Probabilmente, come la vede Jarmusch, noi umani siamo diventati una zavorra del mondo: una via di mezzo, destinata a sparire, tra il livello inferiore alla presente civilizzazione, quello veramente terrestre – l'uomo della foresta Tom Waits – e quello superiore, extraterrestre – la grande Tilda Swinton, che è qui per studiarci (“Sto raccogliendo informazioni sulle cose di qui”) e alla fine sparisce su un disco volante. Cosa fra l'altro che chiarisce la sua bizzarra battuta quando dice ad Adam Driver ammirando il suo portachiavi: “Oh, Stars Wars! Excellent fiction”. Non per caso, il libro che Tom Waits recupera fra i rifiuti è il Moby Dick di Melville, altro testo apocalittico, che così termina: “Una vela si avvicinò, sempre più, e alla fine mi raccolse. Era l'errante Rachel, che mentre tornava indietro nella ricerca dei suoi figli perduti, trovò solo un altro orfano”. Stante che Jarmusch nel suo cinema ama sempre riferirsi a “testi altri” che assumono un valore gnomico, Melville è un nume tutelare minore nella raffinata texture di riferimenti del film: che consta per la maggior parte di rimandi alla cultura pop, specie al cinema fantastico e horror classico – compreso Romero, esplicitamente richiamato a proposito dell'auto degli “hipster di Cleveland”.

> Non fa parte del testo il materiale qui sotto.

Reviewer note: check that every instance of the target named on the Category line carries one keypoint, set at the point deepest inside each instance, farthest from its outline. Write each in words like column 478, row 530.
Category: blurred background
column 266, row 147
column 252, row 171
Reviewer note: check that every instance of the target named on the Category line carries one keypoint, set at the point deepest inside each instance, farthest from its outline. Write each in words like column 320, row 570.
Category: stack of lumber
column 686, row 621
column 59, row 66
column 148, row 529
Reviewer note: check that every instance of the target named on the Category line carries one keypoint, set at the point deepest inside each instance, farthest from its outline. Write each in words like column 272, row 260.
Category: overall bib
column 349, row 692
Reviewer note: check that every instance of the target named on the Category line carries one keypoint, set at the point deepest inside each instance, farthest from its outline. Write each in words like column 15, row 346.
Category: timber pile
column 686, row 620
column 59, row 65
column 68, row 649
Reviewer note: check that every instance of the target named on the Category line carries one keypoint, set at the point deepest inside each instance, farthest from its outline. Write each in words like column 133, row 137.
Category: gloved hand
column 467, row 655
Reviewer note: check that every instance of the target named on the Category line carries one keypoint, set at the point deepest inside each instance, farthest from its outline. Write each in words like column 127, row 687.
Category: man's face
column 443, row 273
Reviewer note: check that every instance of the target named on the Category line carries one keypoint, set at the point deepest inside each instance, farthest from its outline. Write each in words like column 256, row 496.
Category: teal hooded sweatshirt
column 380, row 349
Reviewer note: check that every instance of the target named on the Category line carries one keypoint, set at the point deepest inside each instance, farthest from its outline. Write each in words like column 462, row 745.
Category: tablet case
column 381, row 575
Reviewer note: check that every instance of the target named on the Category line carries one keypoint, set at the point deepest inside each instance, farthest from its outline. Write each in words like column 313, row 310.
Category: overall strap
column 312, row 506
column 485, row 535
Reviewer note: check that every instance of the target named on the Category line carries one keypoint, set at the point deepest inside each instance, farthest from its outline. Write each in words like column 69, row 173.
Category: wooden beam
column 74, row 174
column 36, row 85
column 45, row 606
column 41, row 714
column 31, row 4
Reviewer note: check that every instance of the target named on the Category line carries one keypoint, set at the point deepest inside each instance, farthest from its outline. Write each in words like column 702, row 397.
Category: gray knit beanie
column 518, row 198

Non è la prima volta che Jarmusch trasferisce il suo minimalismo esistenziale in panorami contestuali massimalisti – qui è addirittura la fine del mondo – ma senza mutarne la natura e le coordinate. Mentre la città, dal nome significativo di Centerville, si popola di morti che camminano, sotto una luna velenosa e lebbrosa, prima i due poliziotti e poi Tilda Swinton con la sua katana si aggirano in auto (Jarmusch è il vero poeta dell'automobile!); e le strade della città invase dagli zombi, pur viste mille volte al cinema, tuttavia offrono – tra la fotografia di Frederick Elmes e la coreografia di Jarmusch – immagini di una tetra bellezza.
Ha scritto William Carlos William di Paterson e di Paterson: “Sollevate il lembo della gonna, Signore: stiamo andando all'inferno”.